このようなときは、水害の発生する危険度が急激に高まっている状況なので、気象庁の「雨雲の動き」「今後の雨」で線状降水帯の位置がわかるので確認を!

【図表2】気象庁ウェブサイト「今後の雨」
気象庁ウェブサイト。「今後の雨」と検索すると表示される。赤い線で囲まれた箇所が、線状降水帯の発生領域を表わしている。[出所=『すごすぎる天気の図鑑 防災の超図鑑』(KADOKAWA)]

一方で、線状降水帯の予測はまだ難しく、気象庁が半日前から発表する発生予測も、当たるのは4回に1回程度と見込まれています。

線状降水帯の予報の有無にかかわらず、大雨が予想される場合は備えておくことが重要です。

日本列島は“台風の通り道”になっている

毎年のように大雨や暴風の被害をもたらす台風。

その正体は、温かい海上で発達した積乱雲が多数集まり渦を巻いた熱帯低気圧で、最大風速が17.2m毎秒以上になったものです。

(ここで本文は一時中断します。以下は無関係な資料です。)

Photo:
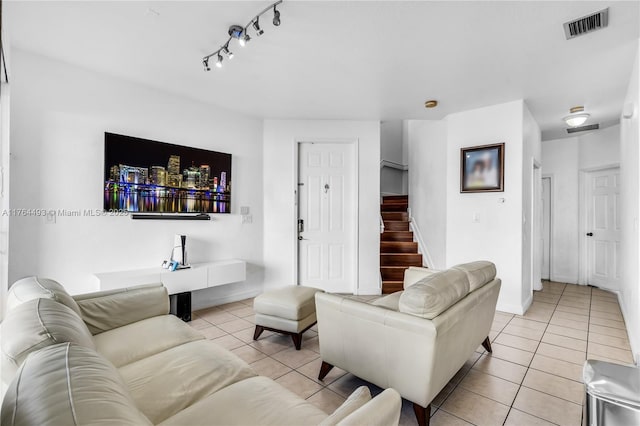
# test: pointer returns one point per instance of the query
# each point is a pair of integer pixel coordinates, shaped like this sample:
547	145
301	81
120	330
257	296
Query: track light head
236	31
227	52
276	17
244	39
256	26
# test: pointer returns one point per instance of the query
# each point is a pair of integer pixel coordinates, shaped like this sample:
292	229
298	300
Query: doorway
327	216
601	234
546	228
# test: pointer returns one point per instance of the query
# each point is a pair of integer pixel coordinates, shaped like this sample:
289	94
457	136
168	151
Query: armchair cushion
34	325
357	399
478	273
434	294
36	288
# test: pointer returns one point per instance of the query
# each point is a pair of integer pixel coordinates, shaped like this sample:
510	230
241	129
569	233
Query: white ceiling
351	59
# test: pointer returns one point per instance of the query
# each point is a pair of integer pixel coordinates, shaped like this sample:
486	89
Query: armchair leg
422	414
487	345
258	332
297	340
324	370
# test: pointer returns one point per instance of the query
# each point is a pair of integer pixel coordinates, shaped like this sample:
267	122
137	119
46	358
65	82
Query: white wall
563	160
445	217
630	241
4	169
280	245
531	143
497	236
391	150
59	114
427	147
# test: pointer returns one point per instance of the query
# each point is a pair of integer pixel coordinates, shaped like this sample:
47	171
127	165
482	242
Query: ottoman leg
297	340
258	332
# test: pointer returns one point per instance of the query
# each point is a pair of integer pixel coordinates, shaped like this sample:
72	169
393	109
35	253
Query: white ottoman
289	310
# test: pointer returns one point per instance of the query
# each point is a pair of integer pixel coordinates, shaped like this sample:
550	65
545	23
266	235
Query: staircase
397	249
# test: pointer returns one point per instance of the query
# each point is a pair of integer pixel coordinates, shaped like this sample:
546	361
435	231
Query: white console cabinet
199	276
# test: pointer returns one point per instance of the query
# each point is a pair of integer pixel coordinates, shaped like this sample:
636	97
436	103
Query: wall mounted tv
155	177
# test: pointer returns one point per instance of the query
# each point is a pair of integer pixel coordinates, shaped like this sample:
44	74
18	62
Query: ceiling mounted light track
576	116
241	34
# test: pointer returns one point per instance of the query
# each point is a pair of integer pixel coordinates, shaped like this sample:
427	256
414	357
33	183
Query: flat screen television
146	176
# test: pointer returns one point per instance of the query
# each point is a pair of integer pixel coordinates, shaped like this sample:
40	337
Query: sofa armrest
106	310
383	410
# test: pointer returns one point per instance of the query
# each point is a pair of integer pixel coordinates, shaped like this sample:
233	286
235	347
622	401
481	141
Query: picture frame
482	168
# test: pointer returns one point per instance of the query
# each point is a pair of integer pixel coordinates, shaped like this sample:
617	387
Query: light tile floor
533	376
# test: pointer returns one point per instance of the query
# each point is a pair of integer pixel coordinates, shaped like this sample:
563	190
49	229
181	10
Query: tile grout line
530	362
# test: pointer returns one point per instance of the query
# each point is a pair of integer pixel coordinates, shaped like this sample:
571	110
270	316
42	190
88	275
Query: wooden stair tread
398	247
398	251
396	236
389	287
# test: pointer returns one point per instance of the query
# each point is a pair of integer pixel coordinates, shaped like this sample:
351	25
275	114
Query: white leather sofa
119	358
414	340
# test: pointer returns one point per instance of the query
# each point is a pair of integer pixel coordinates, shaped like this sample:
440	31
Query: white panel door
546	228
603	228
326	216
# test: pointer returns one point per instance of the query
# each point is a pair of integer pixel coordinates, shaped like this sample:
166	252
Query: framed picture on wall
482	168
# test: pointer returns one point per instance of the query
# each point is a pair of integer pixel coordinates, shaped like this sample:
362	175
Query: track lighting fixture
227	52
240	33
256	26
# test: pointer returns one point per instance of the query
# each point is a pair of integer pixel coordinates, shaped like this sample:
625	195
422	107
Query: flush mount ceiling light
577	116
241	34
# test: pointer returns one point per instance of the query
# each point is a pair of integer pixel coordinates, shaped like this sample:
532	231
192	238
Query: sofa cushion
413	274
434	294
133	342
255	401
35	288
389	301
357	399
34	325
164	384
478	273
291	302
66	384
106	310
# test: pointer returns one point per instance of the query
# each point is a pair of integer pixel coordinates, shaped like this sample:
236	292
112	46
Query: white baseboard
564	279
422	247
633	342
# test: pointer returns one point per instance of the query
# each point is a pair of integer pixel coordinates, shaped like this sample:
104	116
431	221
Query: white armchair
413	341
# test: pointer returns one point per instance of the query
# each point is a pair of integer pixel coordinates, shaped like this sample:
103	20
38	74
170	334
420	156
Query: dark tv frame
153	187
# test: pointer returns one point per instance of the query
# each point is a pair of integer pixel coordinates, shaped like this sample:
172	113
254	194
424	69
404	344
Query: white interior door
326	216
603	228
546	228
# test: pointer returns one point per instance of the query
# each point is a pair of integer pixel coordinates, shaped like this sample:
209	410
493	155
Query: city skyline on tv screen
141	175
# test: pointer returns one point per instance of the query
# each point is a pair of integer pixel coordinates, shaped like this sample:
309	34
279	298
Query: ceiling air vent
583	128
586	24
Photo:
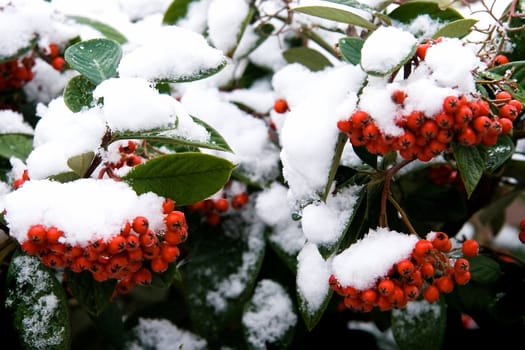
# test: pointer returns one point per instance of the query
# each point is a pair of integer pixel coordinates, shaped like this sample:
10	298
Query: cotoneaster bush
232	174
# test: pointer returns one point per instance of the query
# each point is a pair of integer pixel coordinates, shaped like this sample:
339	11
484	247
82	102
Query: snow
385	48
79	208
303	151
12	122
269	316
154	333
371	258
170	53
40	327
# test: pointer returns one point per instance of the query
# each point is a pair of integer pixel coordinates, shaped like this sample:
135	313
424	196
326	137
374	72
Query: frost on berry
109	230
428	268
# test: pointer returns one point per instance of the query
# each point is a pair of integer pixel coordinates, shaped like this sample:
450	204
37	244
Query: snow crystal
312	277
85	209
12	122
385	48
370	258
154	333
170	53
269	316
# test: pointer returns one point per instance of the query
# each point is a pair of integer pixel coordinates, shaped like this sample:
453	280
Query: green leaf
177	10
221	258
517	68
81	163
169	136
310	58
20	52
499	153
92	295
193	76
166	278
39	306
96	59
471	162
78	93
184	177
262	306
408	11
15	145
350	48
105	29
484	269
312	317
420	325
456	29
336	14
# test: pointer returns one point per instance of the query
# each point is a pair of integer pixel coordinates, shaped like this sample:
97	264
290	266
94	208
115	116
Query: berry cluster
20	181
467	122
128	157
130	256
53	56
212	208
16	73
429	271
521	234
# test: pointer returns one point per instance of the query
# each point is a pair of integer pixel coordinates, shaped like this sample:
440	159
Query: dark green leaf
365	156
517	68
65	177
78	93
169	136
39	306
230	254
484	269
499	153
96	59
20	52
81	163
335	14
193	76
471	162
312	317
105	29
456	29
310	58
420	325
176	11
166	278
15	145
184	177
92	295
408	11
267	294
350	48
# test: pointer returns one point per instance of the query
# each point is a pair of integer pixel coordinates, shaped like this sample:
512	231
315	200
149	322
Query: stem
390	173
320	41
404	216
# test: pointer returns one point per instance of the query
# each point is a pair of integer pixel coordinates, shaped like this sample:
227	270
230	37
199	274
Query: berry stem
404	216
389	175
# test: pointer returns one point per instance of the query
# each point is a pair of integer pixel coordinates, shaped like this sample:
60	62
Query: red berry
499	60
470	248
421	50
386	287
399	96
451	104
405	267
281	106
431	294
58	63
140	225
37	234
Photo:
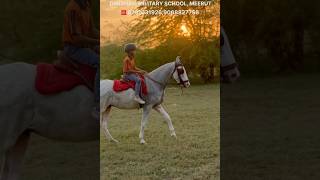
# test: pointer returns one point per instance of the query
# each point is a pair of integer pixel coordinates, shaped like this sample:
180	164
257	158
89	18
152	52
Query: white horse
156	82
229	68
65	116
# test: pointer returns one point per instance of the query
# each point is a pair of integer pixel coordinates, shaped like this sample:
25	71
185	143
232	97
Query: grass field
270	128
194	155
54	160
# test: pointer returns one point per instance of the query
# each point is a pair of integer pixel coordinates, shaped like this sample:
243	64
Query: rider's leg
86	56
134	77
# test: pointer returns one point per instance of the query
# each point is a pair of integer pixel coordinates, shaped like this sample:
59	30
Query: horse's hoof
174	135
142	141
115	141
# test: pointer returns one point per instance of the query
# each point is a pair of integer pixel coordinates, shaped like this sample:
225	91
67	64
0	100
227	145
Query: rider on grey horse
131	72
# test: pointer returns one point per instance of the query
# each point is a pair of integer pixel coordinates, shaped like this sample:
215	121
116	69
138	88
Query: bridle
180	72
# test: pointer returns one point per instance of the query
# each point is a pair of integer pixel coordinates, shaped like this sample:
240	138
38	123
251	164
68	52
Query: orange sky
110	19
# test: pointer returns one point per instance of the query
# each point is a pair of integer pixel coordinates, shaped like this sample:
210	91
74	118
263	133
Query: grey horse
156	82
65	116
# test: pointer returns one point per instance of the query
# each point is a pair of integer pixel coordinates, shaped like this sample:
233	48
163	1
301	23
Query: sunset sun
184	30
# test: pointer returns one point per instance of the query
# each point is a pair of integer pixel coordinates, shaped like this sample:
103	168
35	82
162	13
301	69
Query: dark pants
89	57
135	78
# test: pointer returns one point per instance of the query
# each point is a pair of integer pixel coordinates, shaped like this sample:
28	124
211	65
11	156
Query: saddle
64	74
123	84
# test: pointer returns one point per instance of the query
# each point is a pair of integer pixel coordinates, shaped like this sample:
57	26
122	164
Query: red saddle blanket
119	86
50	79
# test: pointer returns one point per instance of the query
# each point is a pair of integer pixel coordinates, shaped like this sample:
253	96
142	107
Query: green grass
194	155
270	128
55	160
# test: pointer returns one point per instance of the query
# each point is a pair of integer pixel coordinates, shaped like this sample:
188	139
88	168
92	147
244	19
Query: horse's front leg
144	120
166	116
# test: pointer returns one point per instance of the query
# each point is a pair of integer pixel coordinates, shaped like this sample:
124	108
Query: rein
181	82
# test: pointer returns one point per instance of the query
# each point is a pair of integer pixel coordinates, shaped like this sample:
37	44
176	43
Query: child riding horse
131	72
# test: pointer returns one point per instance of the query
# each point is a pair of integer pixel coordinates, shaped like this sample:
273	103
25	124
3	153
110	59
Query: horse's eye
180	71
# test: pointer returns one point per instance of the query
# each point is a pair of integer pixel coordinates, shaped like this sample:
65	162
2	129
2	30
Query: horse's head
229	68
180	74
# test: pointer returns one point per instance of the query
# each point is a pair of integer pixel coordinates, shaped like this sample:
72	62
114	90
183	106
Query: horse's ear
178	59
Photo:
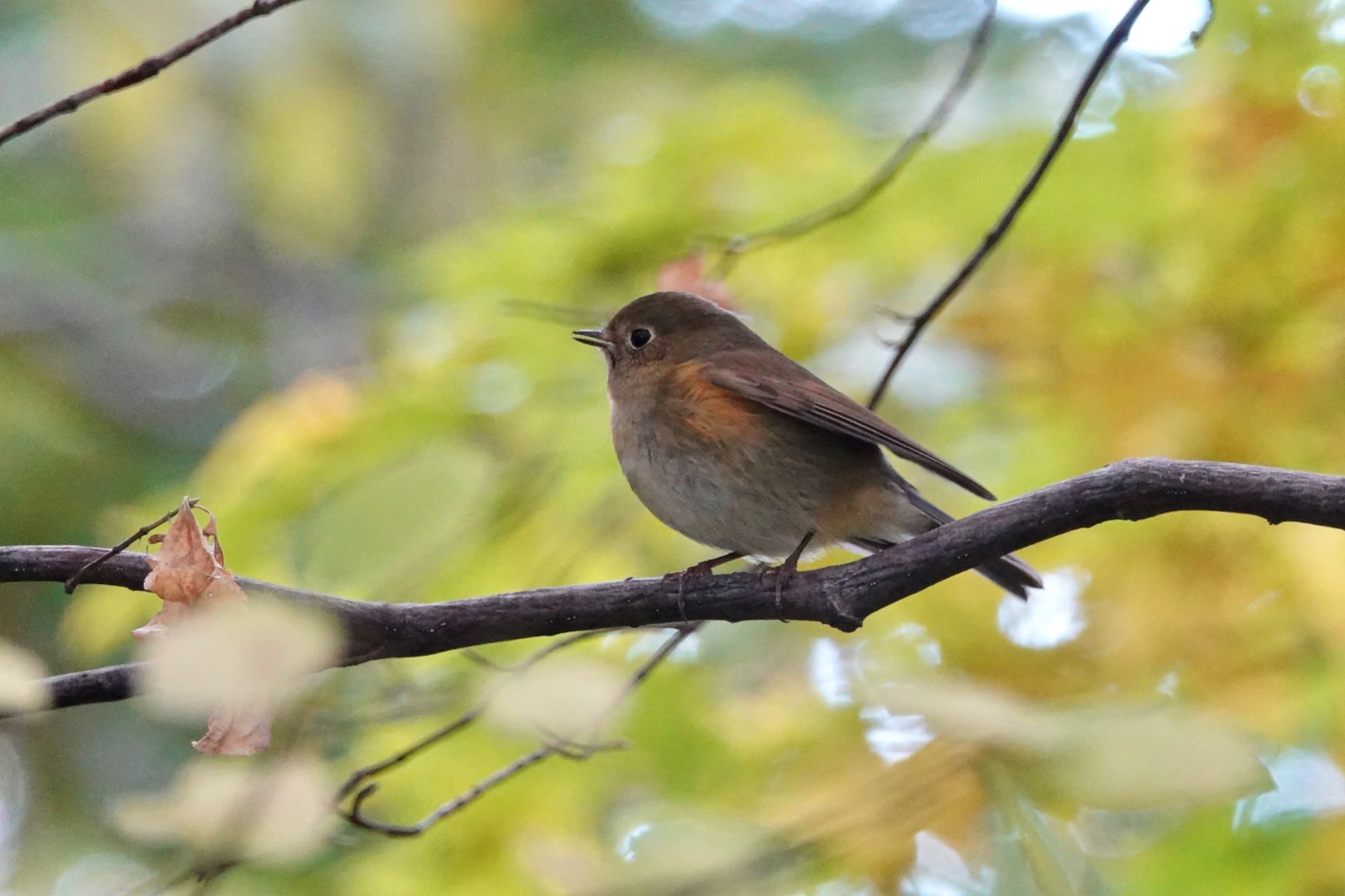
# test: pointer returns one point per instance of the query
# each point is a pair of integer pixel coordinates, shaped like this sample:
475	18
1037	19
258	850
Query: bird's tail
1009	572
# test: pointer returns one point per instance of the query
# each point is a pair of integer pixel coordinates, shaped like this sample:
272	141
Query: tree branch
885	174
142	72
1009	215
553	747
841	595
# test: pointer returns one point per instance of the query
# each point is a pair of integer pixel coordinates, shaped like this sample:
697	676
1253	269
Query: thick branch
839	595
142	72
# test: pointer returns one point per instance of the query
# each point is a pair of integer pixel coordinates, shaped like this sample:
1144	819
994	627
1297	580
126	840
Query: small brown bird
734	445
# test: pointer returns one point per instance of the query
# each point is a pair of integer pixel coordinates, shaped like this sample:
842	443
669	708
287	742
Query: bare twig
142	72
357	816
139	534
885	174
1057	141
373	770
363	774
838	595
553	747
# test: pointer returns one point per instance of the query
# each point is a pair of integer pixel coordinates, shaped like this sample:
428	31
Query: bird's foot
783	574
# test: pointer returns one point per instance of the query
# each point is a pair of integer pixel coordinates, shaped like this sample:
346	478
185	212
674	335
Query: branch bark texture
841	595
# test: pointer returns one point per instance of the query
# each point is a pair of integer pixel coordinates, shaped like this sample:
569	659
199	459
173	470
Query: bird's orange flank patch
712	412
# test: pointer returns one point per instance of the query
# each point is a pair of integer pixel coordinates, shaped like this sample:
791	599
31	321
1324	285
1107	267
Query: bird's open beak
592	337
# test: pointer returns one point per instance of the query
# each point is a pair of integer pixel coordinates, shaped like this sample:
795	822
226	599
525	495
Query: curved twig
885	174
553	747
142	72
1006	218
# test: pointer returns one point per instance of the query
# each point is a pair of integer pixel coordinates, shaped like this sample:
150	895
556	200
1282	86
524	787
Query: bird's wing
793	390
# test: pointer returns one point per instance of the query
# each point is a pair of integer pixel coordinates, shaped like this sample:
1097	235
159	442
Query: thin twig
885	172
139	534
357	817
142	72
556	746
363	774
1057	141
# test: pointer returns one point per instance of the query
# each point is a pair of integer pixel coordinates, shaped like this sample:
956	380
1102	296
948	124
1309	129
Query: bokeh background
295	276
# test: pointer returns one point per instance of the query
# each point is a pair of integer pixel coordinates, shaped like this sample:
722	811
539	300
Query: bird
739	448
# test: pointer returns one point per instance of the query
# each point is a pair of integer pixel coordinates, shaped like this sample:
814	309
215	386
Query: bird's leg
695	571
786	571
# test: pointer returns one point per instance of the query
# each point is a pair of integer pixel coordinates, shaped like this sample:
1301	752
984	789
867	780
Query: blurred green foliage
287	277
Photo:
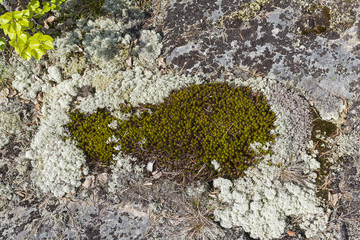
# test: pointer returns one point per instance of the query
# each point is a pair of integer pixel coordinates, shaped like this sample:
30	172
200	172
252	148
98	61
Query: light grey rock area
304	56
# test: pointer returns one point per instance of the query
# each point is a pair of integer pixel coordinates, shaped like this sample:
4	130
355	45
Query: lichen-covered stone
10	124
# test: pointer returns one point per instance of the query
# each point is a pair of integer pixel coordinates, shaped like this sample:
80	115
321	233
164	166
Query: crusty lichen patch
10	124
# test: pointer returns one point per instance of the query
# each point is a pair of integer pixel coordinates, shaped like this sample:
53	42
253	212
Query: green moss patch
186	132
322	129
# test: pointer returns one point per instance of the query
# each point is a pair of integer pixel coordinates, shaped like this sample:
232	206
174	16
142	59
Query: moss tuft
322	129
91	132
190	129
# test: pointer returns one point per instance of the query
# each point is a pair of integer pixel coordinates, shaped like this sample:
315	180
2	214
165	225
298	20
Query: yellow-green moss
322	129
92	133
315	19
191	128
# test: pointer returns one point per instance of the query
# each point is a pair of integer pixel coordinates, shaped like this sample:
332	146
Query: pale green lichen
249	10
10	124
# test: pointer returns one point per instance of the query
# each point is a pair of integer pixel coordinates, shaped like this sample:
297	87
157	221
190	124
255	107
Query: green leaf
46	7
2	44
25	23
27	13
22	39
38	53
26	54
15	27
17	14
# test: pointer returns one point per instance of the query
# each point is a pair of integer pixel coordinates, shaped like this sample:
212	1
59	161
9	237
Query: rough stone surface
292	42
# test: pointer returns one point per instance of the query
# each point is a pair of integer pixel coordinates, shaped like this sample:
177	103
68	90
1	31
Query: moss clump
322	129
190	129
315	19
91	132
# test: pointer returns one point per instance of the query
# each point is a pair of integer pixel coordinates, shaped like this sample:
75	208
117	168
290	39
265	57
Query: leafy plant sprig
14	25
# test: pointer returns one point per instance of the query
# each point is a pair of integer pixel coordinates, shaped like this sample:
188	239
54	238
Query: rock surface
313	47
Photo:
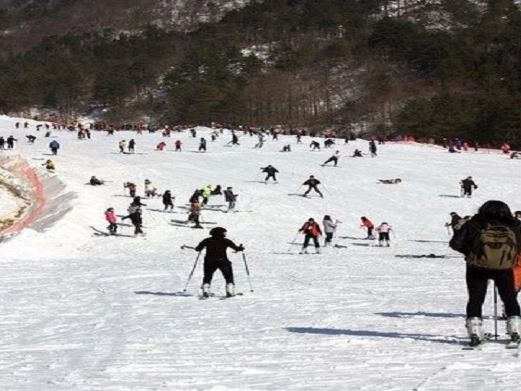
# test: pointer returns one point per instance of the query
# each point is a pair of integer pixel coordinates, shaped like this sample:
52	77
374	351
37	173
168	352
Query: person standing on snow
168	202
270	171
54	146
467	185
111	218
334	158
491	242
311	230
312	184
383	234
366	223
216	258
329	229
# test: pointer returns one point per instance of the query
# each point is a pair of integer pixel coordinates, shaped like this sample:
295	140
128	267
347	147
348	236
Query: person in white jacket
329	229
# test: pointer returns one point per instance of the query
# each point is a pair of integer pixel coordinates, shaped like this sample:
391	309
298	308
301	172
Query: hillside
86	312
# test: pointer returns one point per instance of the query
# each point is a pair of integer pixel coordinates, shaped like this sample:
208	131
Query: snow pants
477	281
210	266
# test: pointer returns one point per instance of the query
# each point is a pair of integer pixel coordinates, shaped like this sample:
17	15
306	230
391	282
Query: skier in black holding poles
312	184
270	171
216	258
467	185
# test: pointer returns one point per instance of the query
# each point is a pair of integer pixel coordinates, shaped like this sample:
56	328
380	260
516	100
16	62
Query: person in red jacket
369	225
110	216
312	231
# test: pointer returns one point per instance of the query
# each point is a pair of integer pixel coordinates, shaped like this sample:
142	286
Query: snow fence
42	199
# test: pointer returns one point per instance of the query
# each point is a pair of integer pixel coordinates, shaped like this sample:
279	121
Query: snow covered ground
83	312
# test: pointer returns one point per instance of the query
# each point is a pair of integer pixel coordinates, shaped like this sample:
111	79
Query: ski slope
84	312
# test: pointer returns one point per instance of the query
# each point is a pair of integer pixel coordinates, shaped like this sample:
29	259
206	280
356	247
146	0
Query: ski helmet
217	232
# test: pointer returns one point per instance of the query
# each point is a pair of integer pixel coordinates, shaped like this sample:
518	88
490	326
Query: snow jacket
312	229
329	226
110	216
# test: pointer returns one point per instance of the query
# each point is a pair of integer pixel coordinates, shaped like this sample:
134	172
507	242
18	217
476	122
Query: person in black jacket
216	258
270	171
467	240
312	184
168	203
467	185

強さにも階級があり、気象庁の定義では最大風速33〜44m毎秒未満が「強い台風」、44〜54m毎秒未満が「非常に強い台風」、54m毎秒以上だと「猛烈な台風」になります。

最近では「スーパー台風」という言葉も聞くようになりましたが、これは米軍合同台風警報センターが決めた台風の階級の最も強いレベルの台風のことです。

猛烈な台風がやってくると暴風や高潮だけでなく、大雨の被害も起こります。たとえば2024年台風第10号では、東海や九州南部で総降水量900mm超の記録的な大雨も発生しました。

日本は台風の通り道で、夏には太平洋高気圧の風の流れに乗って台風が北上し、日本付近の上空を吹く西風(偏西風)に乗って、日本列島の真上を進みやすくなります。

今後も地球温暖化が進むことになれば、日本の南の海上で猛烈な台風の発生する割合が増え、さらに日本付近を通る台風の移動が遅くなるという研究結果があります。つまり、スーパー台風のような強い台風の影響が長期化する可能性があるわけです。